Svati Shah is an Associate Professor in Women, Gender and Sexuality Studies at the University ofMassachusetts, Amherst.  Her research includes work on migration, sexuality and sex work.

Thea Shahrokh

Thea Shahrokh is a doctoral researcher in the Migration, Displacement and Belonging group at the Centre for Trust, Peace and Social Relations, Coventry University, UK. Drawing on cases from Cape Town, her research is focused on questions of agency and belonging for young migrants living in complex urban contexts in South Africa.

Treasa Galvin

Treasa Galvin has a background and training in Social Anthropology and Sociology. Before moving to the University of Botswana, where she is currently a senior lecturer, Dr.
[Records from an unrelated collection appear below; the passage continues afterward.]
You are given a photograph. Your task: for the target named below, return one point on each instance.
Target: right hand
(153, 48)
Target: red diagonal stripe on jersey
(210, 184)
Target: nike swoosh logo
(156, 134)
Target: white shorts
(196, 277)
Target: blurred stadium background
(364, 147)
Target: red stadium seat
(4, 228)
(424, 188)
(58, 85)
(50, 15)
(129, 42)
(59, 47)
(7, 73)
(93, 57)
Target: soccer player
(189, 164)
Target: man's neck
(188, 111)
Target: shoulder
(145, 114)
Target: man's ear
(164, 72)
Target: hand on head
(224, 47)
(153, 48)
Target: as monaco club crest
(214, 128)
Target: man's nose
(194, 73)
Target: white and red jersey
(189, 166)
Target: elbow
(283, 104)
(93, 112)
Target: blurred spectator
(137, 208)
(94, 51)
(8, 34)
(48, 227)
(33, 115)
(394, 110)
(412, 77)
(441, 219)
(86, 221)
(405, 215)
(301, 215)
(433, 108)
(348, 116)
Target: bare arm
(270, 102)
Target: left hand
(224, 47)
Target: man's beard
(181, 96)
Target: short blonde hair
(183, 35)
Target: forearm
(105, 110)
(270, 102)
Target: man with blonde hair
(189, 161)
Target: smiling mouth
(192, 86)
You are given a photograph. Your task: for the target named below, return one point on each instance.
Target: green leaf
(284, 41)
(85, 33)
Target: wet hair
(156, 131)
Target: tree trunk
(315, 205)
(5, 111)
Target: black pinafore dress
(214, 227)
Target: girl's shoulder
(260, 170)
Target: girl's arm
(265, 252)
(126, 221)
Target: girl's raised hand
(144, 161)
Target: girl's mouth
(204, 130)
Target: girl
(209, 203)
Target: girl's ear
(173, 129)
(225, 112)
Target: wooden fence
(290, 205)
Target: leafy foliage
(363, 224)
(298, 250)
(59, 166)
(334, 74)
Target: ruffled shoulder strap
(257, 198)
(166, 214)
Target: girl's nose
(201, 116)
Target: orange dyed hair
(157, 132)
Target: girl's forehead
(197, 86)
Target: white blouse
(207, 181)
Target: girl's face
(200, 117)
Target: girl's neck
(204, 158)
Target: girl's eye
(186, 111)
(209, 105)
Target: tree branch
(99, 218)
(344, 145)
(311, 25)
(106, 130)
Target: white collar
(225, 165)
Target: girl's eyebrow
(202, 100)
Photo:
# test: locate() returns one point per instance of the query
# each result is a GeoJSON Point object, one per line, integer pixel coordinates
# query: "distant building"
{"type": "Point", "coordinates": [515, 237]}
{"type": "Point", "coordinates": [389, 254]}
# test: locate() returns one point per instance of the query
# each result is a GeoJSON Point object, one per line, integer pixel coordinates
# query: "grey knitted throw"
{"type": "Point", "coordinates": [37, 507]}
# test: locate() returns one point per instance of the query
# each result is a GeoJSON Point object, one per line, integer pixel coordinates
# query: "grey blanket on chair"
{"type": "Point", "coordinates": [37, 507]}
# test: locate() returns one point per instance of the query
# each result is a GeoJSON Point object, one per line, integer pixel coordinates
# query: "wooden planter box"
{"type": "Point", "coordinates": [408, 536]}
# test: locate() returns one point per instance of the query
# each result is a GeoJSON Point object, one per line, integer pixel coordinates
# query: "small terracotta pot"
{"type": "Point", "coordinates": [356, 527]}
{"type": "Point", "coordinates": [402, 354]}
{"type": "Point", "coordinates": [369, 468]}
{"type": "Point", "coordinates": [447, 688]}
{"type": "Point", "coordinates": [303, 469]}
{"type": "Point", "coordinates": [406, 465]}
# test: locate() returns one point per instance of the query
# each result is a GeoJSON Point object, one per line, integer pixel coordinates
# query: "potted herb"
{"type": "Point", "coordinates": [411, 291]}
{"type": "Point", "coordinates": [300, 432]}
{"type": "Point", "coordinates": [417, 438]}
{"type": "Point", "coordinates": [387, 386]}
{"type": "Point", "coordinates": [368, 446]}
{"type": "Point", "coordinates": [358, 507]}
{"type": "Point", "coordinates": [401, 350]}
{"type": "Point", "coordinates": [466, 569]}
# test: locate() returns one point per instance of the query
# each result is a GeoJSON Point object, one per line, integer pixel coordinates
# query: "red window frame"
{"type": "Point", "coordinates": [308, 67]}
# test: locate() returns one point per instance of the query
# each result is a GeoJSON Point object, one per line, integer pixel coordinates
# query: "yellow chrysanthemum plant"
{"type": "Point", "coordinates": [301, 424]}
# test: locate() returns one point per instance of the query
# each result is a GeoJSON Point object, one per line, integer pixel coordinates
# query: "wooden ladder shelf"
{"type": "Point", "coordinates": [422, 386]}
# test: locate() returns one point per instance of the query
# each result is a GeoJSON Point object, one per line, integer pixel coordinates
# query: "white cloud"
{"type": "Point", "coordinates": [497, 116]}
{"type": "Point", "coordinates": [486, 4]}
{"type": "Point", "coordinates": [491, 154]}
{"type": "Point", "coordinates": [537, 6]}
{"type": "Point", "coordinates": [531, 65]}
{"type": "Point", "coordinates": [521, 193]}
Galvin lectured at Trinity College, Dublin, Ireland and the University of Zimbabwe.  Her research interests lie in the areas of migration and refugee movements, ethnic relations and kinship and family structures.

Verina Wild

Verina Wild is a Post Doc researcher at the philosophy department at the Ludwig Maximilians University of Munich. Her main research interests are clinical ethics, public health ethics and global health justice, with a special focus on migrant health. She is a physician by training and has worked in bioethics and public health ethics since 2008.

Zaheera Jinnah

Zaheera Jinnah has a PhD in anthropology and a background in development studies and social work. Her research interests are in labour migration, gender and diaspora studies. She is a research associate at the ACMS.